Mürşide Kübra Doğan – İki Durak Arası
Sabahleyin yollara düşmek iyidir. Bilmediğin şeylere yürürsün. Bunu bugün daha iyi anlıyorum. Hayatın çok sıradan gittiğini düşünürken sanki bir dakika sonrasından eminmiş gibi, hep güneş açacak sen yürüyecekmişsin sonra hep aynı yüzleri görecekmişsin de aynı kafeler aynı çarşılar aynı koridor sana dar gelecekmiş gibi, sanki kararlar alıp hiç olmazsa birazını uygulamayı kâr sayacakmış, belirlenmiş şeyler hissedip hiç ağlamayacakmış, başka sesler sözler duymayacakmış gibi, hep güneş batacak ve yine kaldırımlarda sen yürüyecekmişsin gibi… Ah insan ne cahildir hem ne komik. Bilmediği ülkelerin hayalini kurup girmediği okyanusların seyrine dalan… Bu sensin. Çünkü sen filmlere dalmışken kendi kitabını açmıyorsun bile. Seni tanıdım, bu sensin.

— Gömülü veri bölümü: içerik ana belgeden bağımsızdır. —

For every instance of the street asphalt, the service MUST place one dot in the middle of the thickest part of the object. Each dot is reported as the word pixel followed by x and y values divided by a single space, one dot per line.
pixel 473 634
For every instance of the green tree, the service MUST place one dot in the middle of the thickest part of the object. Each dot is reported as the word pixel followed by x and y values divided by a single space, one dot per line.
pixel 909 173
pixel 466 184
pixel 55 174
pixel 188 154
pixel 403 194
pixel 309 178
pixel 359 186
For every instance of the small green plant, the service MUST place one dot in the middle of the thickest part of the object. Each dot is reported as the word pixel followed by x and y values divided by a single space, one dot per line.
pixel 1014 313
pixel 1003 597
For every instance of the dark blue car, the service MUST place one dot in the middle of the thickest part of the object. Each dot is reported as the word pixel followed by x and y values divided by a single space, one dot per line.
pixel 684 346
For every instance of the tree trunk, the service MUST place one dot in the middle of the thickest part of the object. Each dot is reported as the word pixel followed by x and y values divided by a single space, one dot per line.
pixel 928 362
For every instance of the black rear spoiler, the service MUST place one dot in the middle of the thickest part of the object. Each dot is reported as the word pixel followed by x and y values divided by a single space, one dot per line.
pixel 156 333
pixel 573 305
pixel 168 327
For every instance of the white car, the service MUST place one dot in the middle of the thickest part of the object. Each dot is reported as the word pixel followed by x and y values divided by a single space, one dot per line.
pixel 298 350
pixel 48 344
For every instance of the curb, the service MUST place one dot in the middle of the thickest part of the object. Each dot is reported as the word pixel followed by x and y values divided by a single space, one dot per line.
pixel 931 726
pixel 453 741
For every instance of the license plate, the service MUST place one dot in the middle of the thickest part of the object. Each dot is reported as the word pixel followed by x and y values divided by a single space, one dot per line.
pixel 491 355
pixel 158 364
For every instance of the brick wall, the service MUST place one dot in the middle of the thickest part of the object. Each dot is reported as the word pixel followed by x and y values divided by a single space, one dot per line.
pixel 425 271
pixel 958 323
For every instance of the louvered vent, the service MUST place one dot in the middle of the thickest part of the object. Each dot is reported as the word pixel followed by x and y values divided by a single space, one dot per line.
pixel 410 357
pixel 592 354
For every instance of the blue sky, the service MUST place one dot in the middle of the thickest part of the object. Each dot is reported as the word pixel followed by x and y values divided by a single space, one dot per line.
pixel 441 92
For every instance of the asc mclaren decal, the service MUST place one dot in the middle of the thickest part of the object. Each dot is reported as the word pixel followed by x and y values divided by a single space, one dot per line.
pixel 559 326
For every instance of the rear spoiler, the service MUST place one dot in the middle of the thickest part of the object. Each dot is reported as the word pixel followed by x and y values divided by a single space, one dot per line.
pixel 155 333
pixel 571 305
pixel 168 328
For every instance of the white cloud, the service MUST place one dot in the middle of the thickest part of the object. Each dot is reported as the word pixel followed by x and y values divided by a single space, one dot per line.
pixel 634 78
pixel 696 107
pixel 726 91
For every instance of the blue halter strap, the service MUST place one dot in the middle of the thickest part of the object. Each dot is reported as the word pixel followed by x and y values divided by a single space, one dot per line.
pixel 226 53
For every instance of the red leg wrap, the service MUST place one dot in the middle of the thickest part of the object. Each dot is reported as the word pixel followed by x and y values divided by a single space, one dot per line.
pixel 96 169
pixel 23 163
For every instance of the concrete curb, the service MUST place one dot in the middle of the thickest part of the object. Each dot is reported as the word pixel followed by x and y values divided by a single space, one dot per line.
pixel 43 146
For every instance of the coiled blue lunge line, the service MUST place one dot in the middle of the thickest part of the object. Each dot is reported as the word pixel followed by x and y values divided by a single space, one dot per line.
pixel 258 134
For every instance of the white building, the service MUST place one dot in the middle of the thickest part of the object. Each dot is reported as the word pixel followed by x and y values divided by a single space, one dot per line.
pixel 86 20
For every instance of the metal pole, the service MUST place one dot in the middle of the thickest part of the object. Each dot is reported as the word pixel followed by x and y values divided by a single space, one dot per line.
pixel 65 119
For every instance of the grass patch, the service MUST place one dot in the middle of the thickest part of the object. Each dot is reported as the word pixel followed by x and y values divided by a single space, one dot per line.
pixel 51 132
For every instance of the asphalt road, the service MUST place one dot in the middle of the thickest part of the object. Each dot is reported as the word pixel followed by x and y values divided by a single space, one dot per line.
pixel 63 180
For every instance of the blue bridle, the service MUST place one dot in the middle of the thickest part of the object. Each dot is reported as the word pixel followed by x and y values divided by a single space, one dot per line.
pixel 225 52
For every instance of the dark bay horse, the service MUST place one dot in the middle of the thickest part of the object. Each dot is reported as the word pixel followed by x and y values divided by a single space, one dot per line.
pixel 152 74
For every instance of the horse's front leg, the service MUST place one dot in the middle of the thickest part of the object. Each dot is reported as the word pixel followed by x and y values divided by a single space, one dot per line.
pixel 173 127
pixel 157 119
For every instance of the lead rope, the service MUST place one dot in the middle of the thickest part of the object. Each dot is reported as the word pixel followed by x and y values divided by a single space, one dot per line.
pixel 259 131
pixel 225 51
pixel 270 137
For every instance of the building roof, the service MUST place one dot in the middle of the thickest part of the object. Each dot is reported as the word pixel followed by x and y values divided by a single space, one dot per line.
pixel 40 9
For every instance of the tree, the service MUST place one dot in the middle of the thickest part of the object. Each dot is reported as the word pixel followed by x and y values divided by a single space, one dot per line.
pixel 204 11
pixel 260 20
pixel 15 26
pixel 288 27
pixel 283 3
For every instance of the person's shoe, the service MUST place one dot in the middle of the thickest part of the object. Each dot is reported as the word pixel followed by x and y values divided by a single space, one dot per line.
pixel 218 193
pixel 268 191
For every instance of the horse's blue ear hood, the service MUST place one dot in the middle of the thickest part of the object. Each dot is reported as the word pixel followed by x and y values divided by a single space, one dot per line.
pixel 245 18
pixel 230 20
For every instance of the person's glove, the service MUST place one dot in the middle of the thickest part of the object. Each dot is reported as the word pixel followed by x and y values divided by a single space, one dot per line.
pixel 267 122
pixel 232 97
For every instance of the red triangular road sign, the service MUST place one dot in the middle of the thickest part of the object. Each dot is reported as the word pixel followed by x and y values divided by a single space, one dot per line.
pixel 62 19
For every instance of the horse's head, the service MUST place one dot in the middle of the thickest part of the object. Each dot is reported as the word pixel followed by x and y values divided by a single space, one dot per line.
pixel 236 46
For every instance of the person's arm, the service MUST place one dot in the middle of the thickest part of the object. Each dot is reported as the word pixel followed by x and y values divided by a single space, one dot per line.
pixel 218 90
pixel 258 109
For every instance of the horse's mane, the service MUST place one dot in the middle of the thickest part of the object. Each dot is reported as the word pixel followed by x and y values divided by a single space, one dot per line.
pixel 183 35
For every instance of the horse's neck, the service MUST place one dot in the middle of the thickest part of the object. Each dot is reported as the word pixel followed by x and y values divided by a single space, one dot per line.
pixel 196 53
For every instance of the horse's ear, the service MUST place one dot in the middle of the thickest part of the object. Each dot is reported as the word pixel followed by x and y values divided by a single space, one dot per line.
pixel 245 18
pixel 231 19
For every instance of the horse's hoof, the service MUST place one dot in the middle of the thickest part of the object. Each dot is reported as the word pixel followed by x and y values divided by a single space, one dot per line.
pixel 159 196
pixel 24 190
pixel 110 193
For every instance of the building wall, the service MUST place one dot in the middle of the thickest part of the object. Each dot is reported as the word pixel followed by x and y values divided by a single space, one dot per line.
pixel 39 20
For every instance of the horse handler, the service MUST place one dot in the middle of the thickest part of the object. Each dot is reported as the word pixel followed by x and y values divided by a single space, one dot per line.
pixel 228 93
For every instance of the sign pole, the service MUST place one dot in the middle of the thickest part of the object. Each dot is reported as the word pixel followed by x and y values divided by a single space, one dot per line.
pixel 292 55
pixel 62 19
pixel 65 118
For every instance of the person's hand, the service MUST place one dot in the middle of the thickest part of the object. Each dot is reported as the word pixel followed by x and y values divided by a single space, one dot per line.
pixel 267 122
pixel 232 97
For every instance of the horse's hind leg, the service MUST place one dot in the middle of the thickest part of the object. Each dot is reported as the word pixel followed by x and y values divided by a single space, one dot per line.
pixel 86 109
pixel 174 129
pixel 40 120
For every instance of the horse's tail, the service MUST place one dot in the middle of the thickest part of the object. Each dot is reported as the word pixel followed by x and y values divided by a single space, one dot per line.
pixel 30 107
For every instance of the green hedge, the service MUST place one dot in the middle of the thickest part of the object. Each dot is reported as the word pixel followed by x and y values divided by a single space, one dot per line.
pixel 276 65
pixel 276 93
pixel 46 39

Otobüs durağı -ilginçtir ama- boş. Ya birileri vardı, otobüs geldi ve gittiler ya da o birileri hiç gelmedi. Kimsenin olmadığı yerde durma, yürü. Nereye? Bir öncekine. Bir önceki durağın cazibesi bir öncekiliğidir. Ellerin ceplerinde bir türkü tuttur fakat kimsenin anlamasını bekleme. Arada saatini gizle ve birilerine saatin kaç olduğunu sor ki yeni sesler girsin kulağına; canlı ve orijinal insan sesi -şu kulaklıktakilerden değil anlayacağın-. Başını yolu ve önünü görebilmek için kaldır. İşte şu gelen otobüs olmalı. Hani sen iki durağın tam ortasındayken, bir ses duyarsın da kamyon olması için dua edersin içinden hani kaldırırsın da başını bir kez daha insansındır ve aksilikler… Bir önceki durak muhtemelen boşalmıştır, bekleyenler gelen ilk otobüse binmişlerdir ve hiç kimsenin senin düşüncelerinden haberi yoktur. Gereksiz inat ve kırgınlıkla dönersin bir sonrakine ve beklersin.
Üç, iki, bir, sıfır… Zaman seni solladı yine, sen bekleyedur. Bir yerlerde mühim şeyler başlıyor ve bitiyor. Sen anlayamıyorsun. İki saat arasına sıkıştırılmış çünkü mühim şeyler ve iki duvar arasına. Sokaklara taşmaz yani. Mutlaka bir bina olmalıdır bir de vakti. Anlıyor musun?
Uyulması gereken kurallar varken seni hayrete düşürecek bir anın olamayacağını düşünmüştün, işte tam da burada. Yanılıyorsun. Bugün hiç de öyle olmayacak. Seni daha da dinginleştirecek hayretlerin olacak. Zaman geçse de haydi sen de git yine gitmen gereken yerlere. Aç kitabını ve başla okumaya.